The remodelling of neuronal ionic homeostasis by altered channels and transporters is a critical feature of the Alzheimer’s disease (AD) pathogenesis. Different reports converge on the concept that the Na+/Ca2+ exchanger (NCX), as one of the main regulators of Na+ and Ca2+ concentrations and signalling, could exert a neuroprotective role in AD. The activity of NCX has been found to be increased in AD brains, where it seemed to correlate with an increased neuronal survival. Moreover, the enhancement of the NCX3 currents (INCX) in primary neurons treated with the neurotoxic amyloid β 1–42 (Aβ1–42) oligomers prevented the endoplasmic reticulum (ER) stress and neuronal death. The present study has been designed to investigate any possible modulation of the INCX, the functional interaction between NCX and the NaV1.6 channel, and their impact on the Ca2+ homeostasis in a transgenic in vitro model of AD, the primary hippocampal neurons from the Tg2576 mouse, which overproduce the Aβ1–42 peptide. Electrophysiological studies, carried in the presence of siRNA and the isoform-selective NCX inhibitor KB-R7943, showed that the activity of a specific NCX isoform, NCX3, was upregulated in its reverse, Ca2+ influx mode of operation in the Tg2576 neurons. The enhanced NCX activity contributed, in turn, to increase the ER Ca2+ content, without affecting the cytosolic Ca2+ concentrations of the Tg2576 neurons. Interestingly, our experiments have also uncovered a functional coupling between NCX3 and the voltage-gated NaV1.6 channels. In particular, the increased NaV1.6 currents appeared to be responsible for the upregulation of the reverse mode of NCX3, since both TTX and the Streptomyces griseolus antibiotic anisomycin, by reducing the NaV1.6 currents, counteracted the increase of the INCX in the Tg2576 neurons. In agreement, our immunofluorescence analyses revealed that the NCX3/NaV1.6 co-expression was increased in the Tg2576 hippocampal neurons in comparison with the WT neurons.
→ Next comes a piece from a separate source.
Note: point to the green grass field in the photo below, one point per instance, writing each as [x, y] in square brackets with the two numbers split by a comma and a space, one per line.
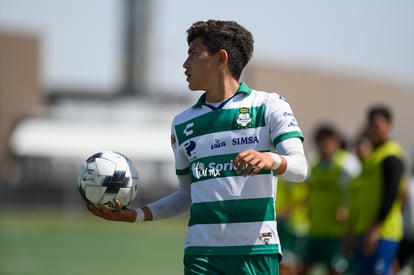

Collectively, these findings indicate that NCX3 might intervene in the Ca2+ remodelling occurring in the Tg2576 primary neurons thus emerging as a molecular target with a neuroprotective potential, and provide a new outcome of the NaV1.6 upregulation related to the modulation of the intracellular Ca2+ concentrations in AD neurons.